Jaar van Release: 1991

Label: V&R Records

In het kader van de Retro-recensie, is dit een van de albums, die bij mij weer opnieuw de aandacht trok en voor je het weet duik je de geschiedenis in van band en album.

Shooting Star is een Amerikaanse rockband uit Kansas City , Missouri .

De band werd eind jaren zeventig opgericht. Shooting Star werd opgericht in een buitenwijk van Kansas City door jeugdvrienden Ron Verlin en Van McLain (geboren Van Allen McElvain op 3 mei 1955 in Kansas City, Missouri; overleden op 2 maart 2018).  Ze waren buren en goede vrienden. Ze richtten een band op met hun broers, Craig McLain en John Verlin, en speelden Beatles- platen in de garage van Rons grootmoeder. Twee jaar later waren Van en Craig naar verschillende schooldistricten verhuisd en ging de band uit elkaar. Toen ze de Shawnee Mission South High School binnenkwamen , ontmoetten Van en Ron elkaar weer. Terwijl de nostalgische rage uit de jaren vijftig in 1971 opkwam, speelden ze klassieke hits uit de jaren vijftig.

In 1974 begon Van met serieuze songwriting. De band besloot te stoppen met het spelen van covers en hun eigen muziek uit te voeren. Later dat jaar namen ze een demotape met vier nummers op en planden een reis naar Londen , Engeland om hun nummers te kopen voor een platencontract. Ze vertrokken op 6 januari 1975 en na drie weken hun muziek bij verschillende platenlabels te hebben gekocht, kregen ze een platencontract aangeboden bij Arista Records .

Na ondertekening kregen The Shooting Stars vervolgens de kans om een ​​showcase-optreden te spelen in de legendarische Marquee Club in Londen. De band begaf zich vervolgens naar Morgan Studios om hun eerste single Take the Money & Run op te nemen . Kort nadat deze plaat was uitgebracht, bracht Steve Miller zijn nummer Take the Money & Run uit , dat een grote hit werd. Arista Records ontsloeg vervolgens The Shooting Stars van hun contract en keerden terug naar Kansas City.

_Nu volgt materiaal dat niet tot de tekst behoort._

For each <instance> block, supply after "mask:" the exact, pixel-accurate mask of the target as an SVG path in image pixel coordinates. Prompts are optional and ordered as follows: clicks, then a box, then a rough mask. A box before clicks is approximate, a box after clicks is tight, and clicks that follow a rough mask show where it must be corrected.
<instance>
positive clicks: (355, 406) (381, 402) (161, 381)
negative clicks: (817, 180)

In 1977 overtuigde Van collega-muzikant Gary West (geboren Gary Hodgden) om zich bij hen aan te sluiten als zanger en songwritingpartner. Gary was samen met zijn broer Ron West lid geweest van de belangrijkste rockband uit Kansas City uit de jaren zestig, The Chesmann Square. Nadat The Chesmann in 1974 werd opgeheven, vormde Ron West de band Missouri en Gary West verhuisde met de leadgitarist van Chesmann, Jim McAllister, naar New York City. Daar vormden ze de groep The Beckies met songwriter Michael Brown , voorheen van de groep The Left Banke , en voormalig Kansas Citiaan Scott Trusty. De Beckies brachten één album uit op Sire Records . Toen Gary terugkeerde naar Kansas City, begonnen hij en Van serieus met het schrijven van liedjes.

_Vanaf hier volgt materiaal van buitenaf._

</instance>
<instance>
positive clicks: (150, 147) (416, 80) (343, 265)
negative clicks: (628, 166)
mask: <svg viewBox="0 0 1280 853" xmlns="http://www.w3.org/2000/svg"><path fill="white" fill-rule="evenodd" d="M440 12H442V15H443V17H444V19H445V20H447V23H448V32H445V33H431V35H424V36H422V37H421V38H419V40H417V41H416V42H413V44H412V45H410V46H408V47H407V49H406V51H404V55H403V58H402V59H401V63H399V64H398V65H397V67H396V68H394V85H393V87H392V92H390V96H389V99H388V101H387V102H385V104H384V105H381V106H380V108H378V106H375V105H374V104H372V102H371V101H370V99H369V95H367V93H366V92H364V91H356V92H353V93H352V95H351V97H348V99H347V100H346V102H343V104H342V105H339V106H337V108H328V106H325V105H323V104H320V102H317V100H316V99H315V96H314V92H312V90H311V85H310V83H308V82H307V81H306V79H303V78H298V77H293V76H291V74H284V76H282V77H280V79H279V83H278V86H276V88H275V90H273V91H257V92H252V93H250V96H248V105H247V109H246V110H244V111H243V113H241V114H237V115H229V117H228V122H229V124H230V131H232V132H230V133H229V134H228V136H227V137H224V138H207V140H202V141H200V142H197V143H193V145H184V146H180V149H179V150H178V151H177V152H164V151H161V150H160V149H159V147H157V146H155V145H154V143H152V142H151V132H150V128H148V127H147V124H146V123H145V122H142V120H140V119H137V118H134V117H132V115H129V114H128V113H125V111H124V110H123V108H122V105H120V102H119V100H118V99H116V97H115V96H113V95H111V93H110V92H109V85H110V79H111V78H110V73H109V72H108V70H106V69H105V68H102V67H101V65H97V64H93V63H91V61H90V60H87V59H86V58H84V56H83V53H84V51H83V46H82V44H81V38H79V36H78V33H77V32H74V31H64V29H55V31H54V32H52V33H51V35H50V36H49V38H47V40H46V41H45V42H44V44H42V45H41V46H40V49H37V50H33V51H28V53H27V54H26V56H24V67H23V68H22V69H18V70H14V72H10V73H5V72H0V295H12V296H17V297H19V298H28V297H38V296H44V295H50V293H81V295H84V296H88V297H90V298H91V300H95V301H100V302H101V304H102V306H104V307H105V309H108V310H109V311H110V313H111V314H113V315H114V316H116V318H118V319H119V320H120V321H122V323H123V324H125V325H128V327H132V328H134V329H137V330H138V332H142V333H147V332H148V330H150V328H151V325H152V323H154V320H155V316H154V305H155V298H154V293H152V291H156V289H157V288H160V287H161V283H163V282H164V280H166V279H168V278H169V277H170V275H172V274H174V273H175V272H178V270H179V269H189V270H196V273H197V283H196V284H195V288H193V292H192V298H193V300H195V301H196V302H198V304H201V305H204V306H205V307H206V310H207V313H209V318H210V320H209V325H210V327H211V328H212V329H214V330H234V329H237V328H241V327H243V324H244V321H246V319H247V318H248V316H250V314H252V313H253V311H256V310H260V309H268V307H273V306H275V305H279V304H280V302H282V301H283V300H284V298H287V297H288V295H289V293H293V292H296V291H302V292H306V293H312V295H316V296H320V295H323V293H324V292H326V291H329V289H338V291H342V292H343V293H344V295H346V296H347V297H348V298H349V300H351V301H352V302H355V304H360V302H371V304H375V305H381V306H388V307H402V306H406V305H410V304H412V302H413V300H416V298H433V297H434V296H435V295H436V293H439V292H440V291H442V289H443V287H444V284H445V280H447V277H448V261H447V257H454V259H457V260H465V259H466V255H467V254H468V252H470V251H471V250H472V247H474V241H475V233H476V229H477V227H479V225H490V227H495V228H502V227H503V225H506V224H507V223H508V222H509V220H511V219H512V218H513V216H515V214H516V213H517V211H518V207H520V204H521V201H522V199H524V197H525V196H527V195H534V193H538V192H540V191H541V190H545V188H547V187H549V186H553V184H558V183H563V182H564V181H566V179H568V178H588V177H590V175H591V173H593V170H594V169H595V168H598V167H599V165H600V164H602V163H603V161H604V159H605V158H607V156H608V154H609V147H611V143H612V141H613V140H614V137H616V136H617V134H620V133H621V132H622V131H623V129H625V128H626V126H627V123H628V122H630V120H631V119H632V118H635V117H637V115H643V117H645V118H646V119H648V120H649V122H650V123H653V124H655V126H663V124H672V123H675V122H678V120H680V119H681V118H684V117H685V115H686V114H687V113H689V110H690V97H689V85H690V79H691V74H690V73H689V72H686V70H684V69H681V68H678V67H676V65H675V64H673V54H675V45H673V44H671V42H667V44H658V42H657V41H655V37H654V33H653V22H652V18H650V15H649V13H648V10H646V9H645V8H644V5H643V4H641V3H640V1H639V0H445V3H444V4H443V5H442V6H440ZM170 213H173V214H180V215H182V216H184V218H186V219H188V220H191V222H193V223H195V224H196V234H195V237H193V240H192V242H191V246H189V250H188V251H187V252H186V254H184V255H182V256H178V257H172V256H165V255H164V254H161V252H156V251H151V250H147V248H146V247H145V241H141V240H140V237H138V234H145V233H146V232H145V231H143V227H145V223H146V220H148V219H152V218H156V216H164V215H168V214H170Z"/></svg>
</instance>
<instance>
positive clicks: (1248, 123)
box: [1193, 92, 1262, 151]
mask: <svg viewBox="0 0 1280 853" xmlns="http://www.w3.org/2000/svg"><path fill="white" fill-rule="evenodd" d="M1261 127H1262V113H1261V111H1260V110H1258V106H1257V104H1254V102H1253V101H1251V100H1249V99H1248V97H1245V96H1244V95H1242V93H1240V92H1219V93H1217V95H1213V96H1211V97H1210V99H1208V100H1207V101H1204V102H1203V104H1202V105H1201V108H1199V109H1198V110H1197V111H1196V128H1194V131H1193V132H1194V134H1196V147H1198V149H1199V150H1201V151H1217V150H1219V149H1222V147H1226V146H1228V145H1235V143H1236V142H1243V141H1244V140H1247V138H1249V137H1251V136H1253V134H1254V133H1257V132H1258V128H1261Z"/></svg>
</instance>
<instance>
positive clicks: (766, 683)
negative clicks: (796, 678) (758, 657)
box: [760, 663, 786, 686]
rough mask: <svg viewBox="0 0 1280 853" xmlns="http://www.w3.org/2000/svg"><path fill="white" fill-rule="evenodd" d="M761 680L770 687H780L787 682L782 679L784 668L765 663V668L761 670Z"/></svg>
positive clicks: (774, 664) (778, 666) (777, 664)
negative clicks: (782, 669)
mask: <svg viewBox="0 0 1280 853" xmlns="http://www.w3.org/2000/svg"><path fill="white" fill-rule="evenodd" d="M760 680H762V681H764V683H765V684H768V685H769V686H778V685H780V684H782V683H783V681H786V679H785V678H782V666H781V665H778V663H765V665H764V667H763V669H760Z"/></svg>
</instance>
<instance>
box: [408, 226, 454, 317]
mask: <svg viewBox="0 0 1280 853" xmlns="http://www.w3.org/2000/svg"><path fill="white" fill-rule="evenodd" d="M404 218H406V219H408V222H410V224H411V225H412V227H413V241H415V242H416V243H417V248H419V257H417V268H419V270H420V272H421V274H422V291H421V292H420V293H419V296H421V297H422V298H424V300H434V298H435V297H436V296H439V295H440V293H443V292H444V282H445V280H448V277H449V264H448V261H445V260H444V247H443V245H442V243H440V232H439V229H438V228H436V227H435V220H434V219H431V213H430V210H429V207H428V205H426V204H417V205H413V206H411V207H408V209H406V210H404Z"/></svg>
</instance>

Later, in 1977, voegden ze Ron Verlin op bas, Steve Thomas op drums en Bill Guffey op keyboards toe voor een nieuwe line-up van The Shooting Stars. Met de toevoeging van Charles Waltz op viool, keyboards en zang begin 1978, werd de naam ingekort tot Shooting Star en begonnen ze demo’s op te nemen in Gary’s garage, terwijl ze optredens speelden in het Midwesten.

 

Nadat ze genoeg geld hadden gespaard en een persmap hadden samengesteld, probeerden ze een nieuw platencontract in New York City binnen te halen. Via connecties die Gary had opgebouwd toen hij lid was van The Beckies, boekte de band een showcase bij de punkrockclub CBGB . De vertegenwoordiger van een managementfirma uit New York bevond zich die avond in de menigte en bood hen een contract aan. Nu een managementovereenkomst was gesloten, keerde Shooting Star terug naar Kansas City om door te gaan met het schrijven van nieuw materiaal.

Na aan populariteit te hebben gewonnen in de omgeving van Kansas City, werd Shooting Star de eerste Amerikaanse groep die tekende bij Virgin Records . Ze namen hun debuutalbum uit 1979 op in Engeland met producer Gus Dudgeon . De band kreeg nationale bekendheid toen een aantal nummers matig werd uitgezonden op albumgeoriënteerde rockradiostations in de VS.

In mei 1979 keerde Shooting Star terug naar Londen om hun gelijknamige debuutalbum op te nemen met producer Gus Dudgeon, bekend van Elton John . Het album Shooting Star werd uitgebracht in januari 1980 en de band begon aan een nationale tournee als opening voor Robin Trower en Triumph . Met hun debuut werd de band populair met de nummers “You Got What I Need”, “Tonight”, “Bring It On” en “Last Chance”. “Wild In the Streets”, een B-kant release, was een hoofdbestanddeel van de toegiften van liveshows; het nummer werd uiteindelijk als bonustrack op cd uitgebracht. “You Got What I Need” piekte uiteindelijk op nummer 76 in de Billboard Hot 100 .

Het debuutalbum bleef steken op nummer 147 in de Billboard Top 200. Ondanks dat hun nummer “Last Chance” inmiddels vaak te horen was op de radio. Door dat ze oneens waren met Atlantic Records, die de distributie verzorgde duurde het zes maanden voordat het album in de winkels lag.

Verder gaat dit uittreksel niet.